Naquele dia no consultório do
terapeuta, o objetivo era óbvio e repetitivo. Indivíduos que estão
na jornada, cedo ou tarde, passam por um batismo de fogo. É o
momento em que estão prestes a perder a vida e, milagrosa e
corajosamente, encontram a resposta que dá sentido à existência
deles. E esse sentido, essa resposta, os salva.

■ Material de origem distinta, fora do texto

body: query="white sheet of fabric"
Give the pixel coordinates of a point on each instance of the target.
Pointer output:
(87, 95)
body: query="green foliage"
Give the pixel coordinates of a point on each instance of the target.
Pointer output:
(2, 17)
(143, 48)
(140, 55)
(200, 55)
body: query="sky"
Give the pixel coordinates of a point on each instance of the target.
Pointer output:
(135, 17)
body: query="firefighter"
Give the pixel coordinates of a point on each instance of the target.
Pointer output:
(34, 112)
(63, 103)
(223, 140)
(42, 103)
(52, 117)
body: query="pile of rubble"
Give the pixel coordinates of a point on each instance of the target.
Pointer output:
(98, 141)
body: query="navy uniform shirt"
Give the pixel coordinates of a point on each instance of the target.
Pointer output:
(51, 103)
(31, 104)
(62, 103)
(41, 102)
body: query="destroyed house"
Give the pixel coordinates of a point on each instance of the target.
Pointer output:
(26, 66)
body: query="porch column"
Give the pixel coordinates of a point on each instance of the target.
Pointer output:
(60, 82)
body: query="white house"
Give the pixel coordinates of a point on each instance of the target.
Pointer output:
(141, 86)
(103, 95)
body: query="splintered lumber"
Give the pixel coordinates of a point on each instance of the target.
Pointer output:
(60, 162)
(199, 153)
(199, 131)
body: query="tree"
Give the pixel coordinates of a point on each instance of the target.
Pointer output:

Nas palavras de Joseph Campbell em O
herói de mil faces: “O chamado da aventura significa que o
destino convocou o herói. O herói, deus ou deusa, homem ou mulher,
a figura de um mito ou o sonhador num sonho, descobre e assimila seu
oposto (seu próprio eu insuspeitado), quer engolindo-o, quer
sendo engolido por ele.”***
Ainda vejo com nitidez minha eu mais
jovem daquele dia fatídico no consultório do meu terapeuta. Aquela
menina se levanta, chorosa, de um monte de neve. Puta da vida, ela
grita:
— Vadia!!! Eu não vou ser engolida!
__________________________
*Wilma Rudolph (1940-1994) e Florence
Griffith-Joyner (1959-1998), conhecida como Flo-Jo, foram importantes
velocistas norte-americanas, ganhadoras de diversas medalhas
olímpicas. [N. da T.]
** As palavras nigga ou nigger
em inglês, também conhecidas como n-word devido à recusa
política de pessoas em escrevê-las ou pronunciá-las, são insultos
raciais bastante ofensivos e seu uso pejorativo é altamente
condenável. Nesta edição, o termo foi traduzido de modo a
contextualizar o leitor brasileiro da especificidade de seus usos na
comunidade afro-americana. [N. da E.]
*** CAMPBELL, Joseph. O herói de mil
faces. São Paulo: Cultrix/Pensamento, 1989.